Oral cancer can develop on the tongue, throat, tonsils, gums, floor of your mouth, lips, cheeks, and the roof of your mouth. Just as it appears in many places, it also takes on many forms, including:

  • Squamous cell carcinomas – Making up more than 90% of cases, your mouth and throat are lined with squamous cells that can mutate and become abnormal.
  • Verrucous carcinomas – At only around 5% of all cases, these slow-growing cancer cells very rarely spread to other parts of your body, yet they may affect nearby tissue.
  • Minor salivary carcinomas – These cancers develop in the lining of the mouth and throat.
  • Lymphoma – Cancers that start at the base of the tongue and tonsils, which contain immune system tissue, are called lymphomas.

Straight talk on oral cancer symptoms

Since oral cancer can develop long before or after your dental check-up, the first line of defense is you. If you have any of the following oral cancer symptoms for more than two weeks, schedule a visit to your dentist for an oral cancer screening or see your SignatureMD-affiliated doctor:

  • Any sore, irritation, or lump on your mouth, lips, and throat that doesn’t heal in 14 days
  • White or red discolorations in your mouth
  • A sore throat or a feeling like something is caught in your throat
  • Difficulty swallowing, chewing, or speaking
  • Problems moving your jaw or tongue
  • Swelling or pain in your jaw
  • Numbness in your tongue, lips, or any place else in your mouth
  • An earache

Explaining the four oral cancer stages

If signs of oral cancer are detected during your oral cancer screening, you will be referred to a specialist for a complete head and neck examination, along with other tests like a biopsy, where abnormal cells are removed and tested. If cancer is detected, your doctor will figure out how far it’s progressed, which is a process known as staging. The different oral cancer stages include:

  • Stage 0 – The cancer is still within the top layer of cells and hasn’t spread.
  • Stage I – The cancer is less than one inch and hasn’t spread into the lymph nodes.
  • Stage II – The cancer has grown to between one and two inches but hasn’t spread to the lymph nodes.
  • Stage III – The cancer is either more than two inches or it has spread into the lymph nodes.
  • Stage IV – The cancer is any size and is spreading to nearby tissues or into the lymph nodes.
  • Recurrent – When cancer has come back after being treated.

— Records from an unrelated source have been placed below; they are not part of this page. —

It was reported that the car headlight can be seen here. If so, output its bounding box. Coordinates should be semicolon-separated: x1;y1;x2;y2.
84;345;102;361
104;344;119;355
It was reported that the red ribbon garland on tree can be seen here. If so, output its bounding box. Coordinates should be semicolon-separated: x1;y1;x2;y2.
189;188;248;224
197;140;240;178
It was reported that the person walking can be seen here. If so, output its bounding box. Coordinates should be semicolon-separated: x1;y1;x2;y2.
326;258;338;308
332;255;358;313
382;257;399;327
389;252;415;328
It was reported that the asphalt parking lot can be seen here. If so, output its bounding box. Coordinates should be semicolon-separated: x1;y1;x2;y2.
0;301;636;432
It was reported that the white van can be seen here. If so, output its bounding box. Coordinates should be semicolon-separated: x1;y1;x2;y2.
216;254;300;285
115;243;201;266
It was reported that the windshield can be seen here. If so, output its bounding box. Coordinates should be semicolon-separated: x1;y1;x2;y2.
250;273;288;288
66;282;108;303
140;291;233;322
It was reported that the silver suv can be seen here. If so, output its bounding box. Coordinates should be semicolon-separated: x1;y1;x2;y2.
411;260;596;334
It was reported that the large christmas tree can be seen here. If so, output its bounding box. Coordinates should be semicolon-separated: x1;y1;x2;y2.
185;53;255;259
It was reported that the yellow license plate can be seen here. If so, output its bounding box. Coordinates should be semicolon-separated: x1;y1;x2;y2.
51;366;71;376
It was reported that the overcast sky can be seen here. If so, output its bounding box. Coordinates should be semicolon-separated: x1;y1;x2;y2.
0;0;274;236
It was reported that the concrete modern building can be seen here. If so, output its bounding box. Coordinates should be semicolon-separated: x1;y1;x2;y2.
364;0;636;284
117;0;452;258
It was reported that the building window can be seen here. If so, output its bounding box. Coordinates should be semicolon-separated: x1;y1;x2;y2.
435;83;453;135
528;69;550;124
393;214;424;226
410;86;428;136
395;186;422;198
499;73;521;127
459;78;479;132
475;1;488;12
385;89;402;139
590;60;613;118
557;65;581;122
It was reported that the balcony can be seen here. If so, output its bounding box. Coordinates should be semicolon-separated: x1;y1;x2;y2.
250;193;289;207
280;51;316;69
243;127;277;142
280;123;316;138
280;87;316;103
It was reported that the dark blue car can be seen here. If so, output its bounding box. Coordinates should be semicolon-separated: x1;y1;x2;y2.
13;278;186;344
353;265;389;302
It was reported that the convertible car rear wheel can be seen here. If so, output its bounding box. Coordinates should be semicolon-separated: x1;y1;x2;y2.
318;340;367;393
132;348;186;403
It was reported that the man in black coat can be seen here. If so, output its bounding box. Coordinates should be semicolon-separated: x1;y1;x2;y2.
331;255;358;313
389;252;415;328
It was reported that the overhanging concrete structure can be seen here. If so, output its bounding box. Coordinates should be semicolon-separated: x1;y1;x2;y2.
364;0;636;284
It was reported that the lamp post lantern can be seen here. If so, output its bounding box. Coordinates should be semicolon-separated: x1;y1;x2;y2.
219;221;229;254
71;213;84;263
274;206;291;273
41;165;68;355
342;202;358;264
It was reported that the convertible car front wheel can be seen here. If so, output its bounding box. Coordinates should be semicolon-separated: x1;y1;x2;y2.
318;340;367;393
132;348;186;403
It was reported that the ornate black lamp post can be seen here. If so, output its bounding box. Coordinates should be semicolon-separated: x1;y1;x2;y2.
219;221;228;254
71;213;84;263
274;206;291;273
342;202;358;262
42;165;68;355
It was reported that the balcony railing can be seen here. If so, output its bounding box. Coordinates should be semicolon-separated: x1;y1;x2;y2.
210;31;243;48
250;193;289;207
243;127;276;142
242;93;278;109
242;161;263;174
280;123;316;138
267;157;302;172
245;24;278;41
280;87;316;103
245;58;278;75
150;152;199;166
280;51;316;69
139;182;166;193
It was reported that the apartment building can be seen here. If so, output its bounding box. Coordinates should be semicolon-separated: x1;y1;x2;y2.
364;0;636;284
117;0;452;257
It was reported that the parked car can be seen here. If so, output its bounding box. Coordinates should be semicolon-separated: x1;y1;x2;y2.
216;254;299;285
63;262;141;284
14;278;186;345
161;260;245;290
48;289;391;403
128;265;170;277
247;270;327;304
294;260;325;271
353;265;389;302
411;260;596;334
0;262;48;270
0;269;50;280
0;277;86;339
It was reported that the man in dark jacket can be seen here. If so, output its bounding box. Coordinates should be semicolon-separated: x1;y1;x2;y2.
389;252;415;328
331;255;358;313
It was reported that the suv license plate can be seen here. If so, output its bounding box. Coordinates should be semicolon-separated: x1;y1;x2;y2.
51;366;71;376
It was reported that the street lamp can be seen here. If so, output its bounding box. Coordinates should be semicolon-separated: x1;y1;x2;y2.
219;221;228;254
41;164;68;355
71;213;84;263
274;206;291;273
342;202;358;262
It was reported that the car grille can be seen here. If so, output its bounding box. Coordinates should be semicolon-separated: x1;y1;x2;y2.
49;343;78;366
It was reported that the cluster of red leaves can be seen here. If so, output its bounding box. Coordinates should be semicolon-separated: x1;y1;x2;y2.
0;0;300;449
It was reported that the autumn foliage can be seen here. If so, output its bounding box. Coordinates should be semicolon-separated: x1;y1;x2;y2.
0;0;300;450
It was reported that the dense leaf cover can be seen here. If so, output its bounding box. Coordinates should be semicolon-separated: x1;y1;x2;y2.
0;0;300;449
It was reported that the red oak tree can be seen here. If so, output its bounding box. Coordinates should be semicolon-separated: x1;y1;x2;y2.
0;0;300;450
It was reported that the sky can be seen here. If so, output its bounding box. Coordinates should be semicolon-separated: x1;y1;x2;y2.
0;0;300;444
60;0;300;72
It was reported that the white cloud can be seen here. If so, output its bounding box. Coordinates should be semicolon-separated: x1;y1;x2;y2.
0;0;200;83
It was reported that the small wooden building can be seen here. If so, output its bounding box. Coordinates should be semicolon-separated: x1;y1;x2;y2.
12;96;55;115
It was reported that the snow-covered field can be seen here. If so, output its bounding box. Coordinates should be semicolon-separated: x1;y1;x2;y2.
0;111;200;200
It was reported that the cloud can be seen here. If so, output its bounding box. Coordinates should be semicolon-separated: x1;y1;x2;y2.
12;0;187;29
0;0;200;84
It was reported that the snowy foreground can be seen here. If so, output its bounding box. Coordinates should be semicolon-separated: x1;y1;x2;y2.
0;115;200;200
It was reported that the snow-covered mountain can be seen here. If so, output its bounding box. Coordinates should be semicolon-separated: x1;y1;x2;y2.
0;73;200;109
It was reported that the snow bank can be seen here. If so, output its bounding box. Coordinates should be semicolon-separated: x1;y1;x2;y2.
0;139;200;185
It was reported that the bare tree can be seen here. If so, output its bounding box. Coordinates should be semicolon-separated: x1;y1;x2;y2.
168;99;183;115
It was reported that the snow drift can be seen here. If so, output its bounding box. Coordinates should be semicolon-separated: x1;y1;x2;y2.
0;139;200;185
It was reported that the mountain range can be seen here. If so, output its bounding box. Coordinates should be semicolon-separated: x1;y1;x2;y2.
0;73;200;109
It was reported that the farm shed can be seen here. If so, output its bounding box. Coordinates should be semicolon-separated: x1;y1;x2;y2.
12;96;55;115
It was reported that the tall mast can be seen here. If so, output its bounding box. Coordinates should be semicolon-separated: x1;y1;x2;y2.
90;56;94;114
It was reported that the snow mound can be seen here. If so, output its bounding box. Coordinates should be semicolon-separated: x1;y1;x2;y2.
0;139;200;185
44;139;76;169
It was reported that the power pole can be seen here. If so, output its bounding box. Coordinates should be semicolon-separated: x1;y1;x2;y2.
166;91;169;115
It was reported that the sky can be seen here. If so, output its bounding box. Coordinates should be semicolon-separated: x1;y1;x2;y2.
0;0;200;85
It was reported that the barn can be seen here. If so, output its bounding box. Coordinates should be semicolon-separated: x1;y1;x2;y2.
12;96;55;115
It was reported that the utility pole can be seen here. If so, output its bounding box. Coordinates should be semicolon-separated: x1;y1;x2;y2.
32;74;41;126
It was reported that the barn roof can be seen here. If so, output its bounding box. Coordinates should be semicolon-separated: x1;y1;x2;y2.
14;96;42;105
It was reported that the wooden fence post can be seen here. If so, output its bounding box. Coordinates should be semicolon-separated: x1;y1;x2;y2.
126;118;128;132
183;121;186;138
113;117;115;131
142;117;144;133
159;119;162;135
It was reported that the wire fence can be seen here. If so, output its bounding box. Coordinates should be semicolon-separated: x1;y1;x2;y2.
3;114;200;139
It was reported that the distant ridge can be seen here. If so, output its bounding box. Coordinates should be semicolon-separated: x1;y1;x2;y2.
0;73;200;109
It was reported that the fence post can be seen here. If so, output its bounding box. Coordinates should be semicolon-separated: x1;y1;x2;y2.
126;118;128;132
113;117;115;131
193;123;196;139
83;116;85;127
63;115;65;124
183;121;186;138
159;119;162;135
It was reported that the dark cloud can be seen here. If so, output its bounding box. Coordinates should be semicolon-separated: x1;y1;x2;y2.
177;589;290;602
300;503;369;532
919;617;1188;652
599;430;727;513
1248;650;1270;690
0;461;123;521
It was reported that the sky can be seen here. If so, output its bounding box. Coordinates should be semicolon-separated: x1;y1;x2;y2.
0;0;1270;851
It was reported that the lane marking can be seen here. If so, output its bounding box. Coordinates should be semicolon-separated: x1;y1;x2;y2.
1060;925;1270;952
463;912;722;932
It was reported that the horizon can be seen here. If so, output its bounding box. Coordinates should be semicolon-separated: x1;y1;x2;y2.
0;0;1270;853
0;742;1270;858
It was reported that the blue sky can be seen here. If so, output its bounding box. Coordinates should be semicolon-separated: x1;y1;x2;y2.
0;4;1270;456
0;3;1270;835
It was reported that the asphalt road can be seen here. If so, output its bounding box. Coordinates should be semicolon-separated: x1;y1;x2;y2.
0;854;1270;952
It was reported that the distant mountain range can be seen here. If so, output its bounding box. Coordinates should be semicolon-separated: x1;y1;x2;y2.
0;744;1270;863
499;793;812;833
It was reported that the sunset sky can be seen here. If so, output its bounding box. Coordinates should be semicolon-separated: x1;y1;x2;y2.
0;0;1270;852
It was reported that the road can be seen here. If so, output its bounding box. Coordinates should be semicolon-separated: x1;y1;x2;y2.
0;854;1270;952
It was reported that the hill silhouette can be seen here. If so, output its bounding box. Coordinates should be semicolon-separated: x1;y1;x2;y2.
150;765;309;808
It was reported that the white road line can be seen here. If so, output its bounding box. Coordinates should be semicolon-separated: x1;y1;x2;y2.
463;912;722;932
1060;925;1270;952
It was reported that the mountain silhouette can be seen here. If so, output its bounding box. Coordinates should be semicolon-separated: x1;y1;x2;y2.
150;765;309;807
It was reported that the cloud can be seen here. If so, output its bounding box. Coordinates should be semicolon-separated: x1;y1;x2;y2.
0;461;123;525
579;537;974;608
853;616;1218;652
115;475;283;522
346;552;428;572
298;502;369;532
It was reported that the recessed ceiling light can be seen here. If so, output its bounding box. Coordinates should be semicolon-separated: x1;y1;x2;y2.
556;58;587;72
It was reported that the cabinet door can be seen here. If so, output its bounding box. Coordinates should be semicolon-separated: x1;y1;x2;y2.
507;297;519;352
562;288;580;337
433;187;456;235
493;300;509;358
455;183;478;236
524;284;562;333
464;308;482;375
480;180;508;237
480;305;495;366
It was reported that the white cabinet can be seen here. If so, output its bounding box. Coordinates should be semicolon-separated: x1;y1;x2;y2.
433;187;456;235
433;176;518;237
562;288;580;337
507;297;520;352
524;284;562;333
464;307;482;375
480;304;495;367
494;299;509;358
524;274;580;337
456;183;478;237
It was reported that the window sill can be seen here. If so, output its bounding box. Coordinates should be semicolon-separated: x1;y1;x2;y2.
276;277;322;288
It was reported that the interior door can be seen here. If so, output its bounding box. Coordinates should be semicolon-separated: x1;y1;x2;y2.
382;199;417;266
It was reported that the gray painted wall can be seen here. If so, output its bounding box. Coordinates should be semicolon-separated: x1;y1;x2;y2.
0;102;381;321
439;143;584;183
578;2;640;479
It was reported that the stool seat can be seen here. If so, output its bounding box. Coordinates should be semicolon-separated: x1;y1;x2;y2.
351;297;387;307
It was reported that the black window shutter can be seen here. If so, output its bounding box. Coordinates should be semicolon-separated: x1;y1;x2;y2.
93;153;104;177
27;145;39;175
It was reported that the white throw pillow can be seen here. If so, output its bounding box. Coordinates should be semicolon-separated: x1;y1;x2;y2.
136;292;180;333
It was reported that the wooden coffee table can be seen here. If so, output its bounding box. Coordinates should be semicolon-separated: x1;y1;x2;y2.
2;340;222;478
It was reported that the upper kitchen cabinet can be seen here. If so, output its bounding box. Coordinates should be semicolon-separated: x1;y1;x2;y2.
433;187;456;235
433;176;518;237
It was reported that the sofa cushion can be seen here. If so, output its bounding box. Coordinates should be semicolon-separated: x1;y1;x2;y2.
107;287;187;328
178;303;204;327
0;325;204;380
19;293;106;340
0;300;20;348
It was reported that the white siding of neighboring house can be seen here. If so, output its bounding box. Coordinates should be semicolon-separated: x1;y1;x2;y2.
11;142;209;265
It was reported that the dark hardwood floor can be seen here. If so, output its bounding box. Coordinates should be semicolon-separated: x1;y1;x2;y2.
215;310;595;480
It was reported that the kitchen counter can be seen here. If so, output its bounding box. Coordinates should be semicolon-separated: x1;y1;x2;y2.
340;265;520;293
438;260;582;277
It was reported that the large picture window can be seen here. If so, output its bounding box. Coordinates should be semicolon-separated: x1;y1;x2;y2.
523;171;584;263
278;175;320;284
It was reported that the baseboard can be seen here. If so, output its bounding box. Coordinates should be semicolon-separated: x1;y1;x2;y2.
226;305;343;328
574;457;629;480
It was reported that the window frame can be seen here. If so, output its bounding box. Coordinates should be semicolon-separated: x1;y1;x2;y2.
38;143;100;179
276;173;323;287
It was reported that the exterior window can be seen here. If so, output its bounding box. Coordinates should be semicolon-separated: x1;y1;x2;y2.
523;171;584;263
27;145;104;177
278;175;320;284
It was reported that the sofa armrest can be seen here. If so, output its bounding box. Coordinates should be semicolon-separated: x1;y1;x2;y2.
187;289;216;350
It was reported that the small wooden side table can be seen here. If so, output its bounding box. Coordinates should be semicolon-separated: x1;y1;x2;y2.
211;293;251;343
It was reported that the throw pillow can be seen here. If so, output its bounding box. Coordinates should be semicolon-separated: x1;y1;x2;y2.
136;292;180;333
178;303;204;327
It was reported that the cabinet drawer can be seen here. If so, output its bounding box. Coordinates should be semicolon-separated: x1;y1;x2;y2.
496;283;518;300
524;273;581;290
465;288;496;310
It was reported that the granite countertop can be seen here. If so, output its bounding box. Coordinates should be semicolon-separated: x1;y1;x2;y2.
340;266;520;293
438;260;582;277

The last word on oral cancer treatment

Oral cancer is treatable and beatable, but primarily only with early detection. All it takes is a quick and painless oral cancer screening by your dentist. If detected early, surgery or radiation are the most common oral cancer treatment options. For advanced cases, oral cancer treatment includes a combination of treatments or targeted therapies.

More than a mouthful of ways to reduce your risk

Certain factors like your health, your habits, and your history can raise your risk of oral cancer, including being a man and over age 50, along with smoking, drinking too much alcohol, a poor diet, lack of exercise, the HPV infection, sun exposure, and a family history. While some factors are beyond your control, the ones based on your behaviors can be changed to reduce your risk, such as:

  1. Quit tobacco – Using tobacco in any way is one of the strongest risk factors for oral cancer.
  2. Avoid alcohol – Heavy drinkers are more likely to develop the disease. If you choose to drink alcohol, drink in moderation.
  3. Eat a healthy diet – Eating more fruits, veggies, and whole grains while limiting your intake of red meats, processed foods, and sugary drinks can help lower your risk.
  4. Consider the HPV vaccine – The HPV virus is linked to cancers of the mouth and throat, but the HPV vaccine can help with prevention.
  5. Get regular dental check-ups – Visit your dentist for oral cancer screenings every six months.
  6. Protect your lips from the sun – Limit your sun exposure when the sun is strongest during the day. When you’re outdoors, wear a broad-brimmed hat and apply sunscreen or lip balm with a minimum SPF 30.

Since oral cancer affects your mouth, use yours to fight it. During Oral Cancer Awareness Month, start talking about the importance of oral cancer screenings because early detection is the best protection.